I will be involved in the Committee of the Foundation. Previously, for ten years, I was involved in the Committee of another foundation, a Malta-based Italian Foundation that carried out research and studies on degenerative diseases. It organised conferences in Italy and Spain, and commissioned research at Italian Universities; we had even signed a research protocol with the University of Malta. I hope I'll be able to put my Italian experience to good use at Fondazzjoni Sokkors fil-Pront.

The work is plenty, the workers few, but the optimism high.

 

Caroline Muscat

In the meantime, I want publicly to congratulate journalist Caroline Muscat for winning the prestigious Press Freedom Award. Ms Muscat is known for her investigative journalism and also for having been in Somebody's crosshairs. She works for another news outlet, not this one, but I think that while I sometimes criticise certain other, shoddy news outlets (for their lack of editorial ethics), I must also applaud yet other, serious news outlets for their editorial courage. In this case, there is also a lot of personal courage involved. Bravissima Ms Muscat - keep it up!

 

My Personal Library (66)

When in 1967, the psychoanalyst and musicologist Hans Keller interviewed "The Pink Floyd" (they later dropped the "The") for the BBC, he was not much impressed. He considered their music loud and repetitive, "a little bit a regression to childhood", even though he added, "but, after all, why not?". In his opinion, "They have an audience, and people who have an audience should be heard".
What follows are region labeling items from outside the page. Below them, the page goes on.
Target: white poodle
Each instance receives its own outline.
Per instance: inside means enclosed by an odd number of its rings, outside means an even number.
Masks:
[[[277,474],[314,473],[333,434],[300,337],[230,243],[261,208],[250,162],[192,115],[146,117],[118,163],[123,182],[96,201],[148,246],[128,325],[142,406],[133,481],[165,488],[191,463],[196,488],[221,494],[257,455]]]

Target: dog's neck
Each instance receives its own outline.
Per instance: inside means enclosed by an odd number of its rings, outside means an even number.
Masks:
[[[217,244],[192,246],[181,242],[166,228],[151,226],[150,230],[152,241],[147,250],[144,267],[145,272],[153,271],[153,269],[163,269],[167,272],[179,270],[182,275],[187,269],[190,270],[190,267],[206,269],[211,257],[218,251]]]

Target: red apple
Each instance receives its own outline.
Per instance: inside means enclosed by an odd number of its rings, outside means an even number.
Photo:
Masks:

That was in 1967. Two years later, Pink Floyd had consolidated their position as a popular cultural phenomenon. When the BBC broadcast the landing on the Moon, Pink Floyd supplied the musical background. Later on, Pink Floyd - or should I say, Roger Waters, their main lyric-writer - dared proffer something a little bit "deeper" to the public... albums such as The Dark Side of the Moon, The Wall and The Final Cut contain a "philosophical" element. Many years ago, I used to host a radio show with Ray Azzopardi (our current ambassador to Belgium and Luxembourg) and we once dedicated a programme to Pink Floyd's The Dark Side of the Moon. I translated the lyrics to Maltese and then Ray and I commented on their meaning and relevance to the problems of everyday life. It was an unforgettable experience, and we received fantastic feedback from listeners.
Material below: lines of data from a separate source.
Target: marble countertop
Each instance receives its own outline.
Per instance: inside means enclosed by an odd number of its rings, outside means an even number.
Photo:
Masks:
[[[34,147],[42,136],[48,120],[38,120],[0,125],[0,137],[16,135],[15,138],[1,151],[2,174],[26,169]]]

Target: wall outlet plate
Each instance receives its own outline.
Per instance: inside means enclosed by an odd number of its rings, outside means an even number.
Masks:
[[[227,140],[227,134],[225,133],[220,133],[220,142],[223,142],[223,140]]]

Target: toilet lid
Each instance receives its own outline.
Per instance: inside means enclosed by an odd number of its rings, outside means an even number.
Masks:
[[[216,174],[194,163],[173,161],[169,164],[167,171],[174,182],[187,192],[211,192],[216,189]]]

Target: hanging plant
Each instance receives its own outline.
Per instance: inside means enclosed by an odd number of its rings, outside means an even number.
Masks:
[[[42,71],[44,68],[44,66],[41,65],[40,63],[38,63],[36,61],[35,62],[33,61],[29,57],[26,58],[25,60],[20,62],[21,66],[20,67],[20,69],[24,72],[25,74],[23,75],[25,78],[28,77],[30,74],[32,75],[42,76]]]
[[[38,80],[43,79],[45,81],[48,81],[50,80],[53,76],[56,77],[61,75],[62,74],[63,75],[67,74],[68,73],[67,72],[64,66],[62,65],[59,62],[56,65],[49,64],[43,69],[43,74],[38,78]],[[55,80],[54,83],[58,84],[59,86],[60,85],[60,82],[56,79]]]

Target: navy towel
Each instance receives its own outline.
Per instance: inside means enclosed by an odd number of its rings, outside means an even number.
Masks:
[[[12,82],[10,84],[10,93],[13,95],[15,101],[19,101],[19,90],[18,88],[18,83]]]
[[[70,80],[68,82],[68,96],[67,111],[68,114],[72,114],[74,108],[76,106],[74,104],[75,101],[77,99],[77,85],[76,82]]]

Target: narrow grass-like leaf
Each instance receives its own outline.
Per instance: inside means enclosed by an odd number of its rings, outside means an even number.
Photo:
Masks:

Now, there's a current in the American publishing industry that tries to capitalise on popular culture. There's a book on The Sopranos and philosophy, and another on Doctor House and philosophy, say. So you will not be surprised to learn that there's a book on Pink Floyd and philosophy called, as you might have already guessed, Pink Floyd and Philosophy: Careful with that Axiom, Eugene! published in 2007.

A number of professors of philosophy teamed up to discuss philosophical themes in Pink Floyd songs. There are essays with titles such as, "Dragged Down by the Stone: Pink Floyd, Alienation, and the Pressures of Life" and "Theodor Adorno, Pink Floyd, and the Dialectics of Alienation". This does not mean that Roger Waters, or any other member of Pink Floyd for that matter, is a "philosopher" in any sense of the word. What it does mean, however, is that artists - irrespective of the idiom they express themselves in - experience the same phenomena that give rise to philosophical speculation and analysis. Hans Keller was right when he said that if somebody has an audience, then s/he deserves to be heard. Keller was referring to the bi-directional communication flow between the artist/philosopher/public thinker/politician and the public.

Thus, if Roger Waters experienced alienation or other modern-day pressures of life, he expressed them in his own way, in words meant to be sung, like Church hymns. As a hymn is not a theological treatise, even though it conveys a message about Man's relationship with God, so a good popular music song is not a philosophical treatise, even though it conveys a message about the problems that philosophy and "serious" thinking too treat (albeit according to a methodology and within certain parameters and a certain system).

The reason is quite self-evident. All said and done, everything under the sun is in tune. You might add, even tongue-in-cheek, "But the sun is eclipsed by the moon"... and we could go on talking about it all night long.